2021 übernahm Triller den Streaming-Anbieter, im Oktober 2024 fusionierte Triller mit dem an der Nasdaq notierten Finanzdienstleister AGBA. Daraus entstand die heutige Triller Group Inc. mit Sitzen in den USA und Hongkong.

Nasdaq-Delisting-Chronik im Schnelldurchlauf

Auch an der Börse spitzt sich die Lage zu. Die Triller Group war im Dezember 2025 erstmals von der Nasdaq genommen worden, nachdem das Unternehmen seine Finanzberichte nicht fristgerecht eingereicht hatte. Der Handel mit Triller-Aktien wurde am 15. April 2026 wieder aufgenommen, nachdem der überfällige Jahresbericht doch noch nachgereicht worden war.

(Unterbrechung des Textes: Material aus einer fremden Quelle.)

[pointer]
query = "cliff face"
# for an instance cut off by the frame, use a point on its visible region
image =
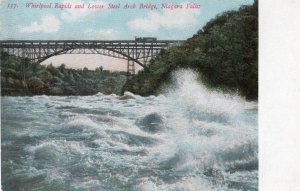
(224, 52)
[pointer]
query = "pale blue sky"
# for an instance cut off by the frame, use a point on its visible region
(71, 24)
(23, 23)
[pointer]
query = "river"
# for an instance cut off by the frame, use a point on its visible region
(188, 138)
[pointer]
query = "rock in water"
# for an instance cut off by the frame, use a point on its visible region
(128, 95)
(151, 123)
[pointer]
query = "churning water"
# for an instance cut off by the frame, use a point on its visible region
(190, 138)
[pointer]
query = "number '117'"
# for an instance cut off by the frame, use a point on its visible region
(11, 6)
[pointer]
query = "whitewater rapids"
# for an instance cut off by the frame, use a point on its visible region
(189, 138)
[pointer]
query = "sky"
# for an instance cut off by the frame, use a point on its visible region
(106, 24)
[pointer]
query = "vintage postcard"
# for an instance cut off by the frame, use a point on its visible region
(102, 95)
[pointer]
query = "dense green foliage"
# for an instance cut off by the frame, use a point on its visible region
(19, 77)
(224, 52)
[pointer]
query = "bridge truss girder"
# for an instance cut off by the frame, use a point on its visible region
(133, 51)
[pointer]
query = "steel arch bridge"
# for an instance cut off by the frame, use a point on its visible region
(134, 51)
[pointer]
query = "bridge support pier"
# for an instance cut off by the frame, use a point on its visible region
(130, 69)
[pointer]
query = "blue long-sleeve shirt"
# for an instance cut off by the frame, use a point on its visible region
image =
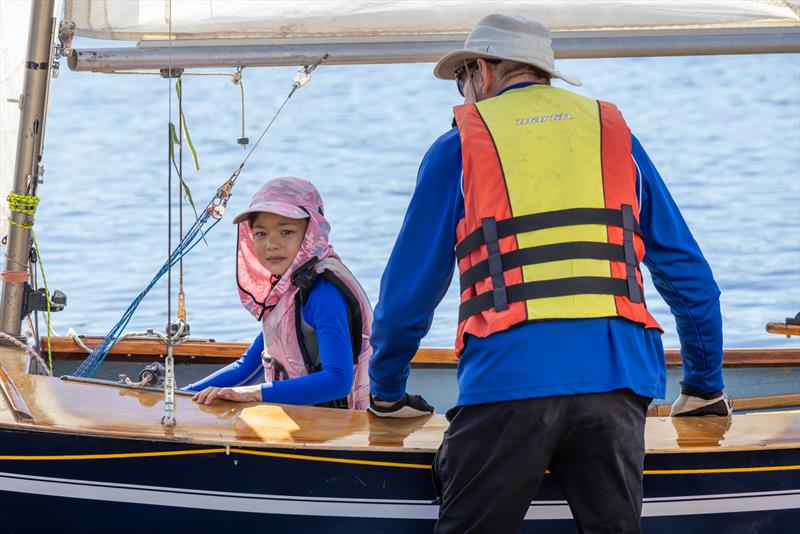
(325, 311)
(544, 358)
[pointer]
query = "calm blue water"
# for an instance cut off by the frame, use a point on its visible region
(724, 132)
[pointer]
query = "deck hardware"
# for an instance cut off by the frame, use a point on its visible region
(236, 79)
(36, 300)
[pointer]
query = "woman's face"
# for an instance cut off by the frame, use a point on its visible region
(276, 240)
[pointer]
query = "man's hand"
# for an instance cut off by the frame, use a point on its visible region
(237, 394)
(692, 401)
(409, 406)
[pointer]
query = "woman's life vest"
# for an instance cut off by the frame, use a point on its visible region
(290, 348)
(551, 216)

Bereits zwei Tage später, am 17. April 2026, erließ die Nasdaq jedoch eine neue Delisting-Mitteilung wegen eines separaten Problems. Der Aktienkurs der Triller Group lag mindestens seit dem Sommer 2025 unter dem vorgeschriebenen Mindestkurs von einem US-Dollar.

Eine zweite Streichung von der Nasdaq ist bislang allerdings nicht erfolgt. Bei Börsenschluss am Montag, dem 11. Mai 2026, notierte die Aktie unter dem Tickersymbol „ILLR“ bei etwa 26 US-Cent, was einer Marktkapitalisierung von rund 50 Millionen US-Dollar entspricht.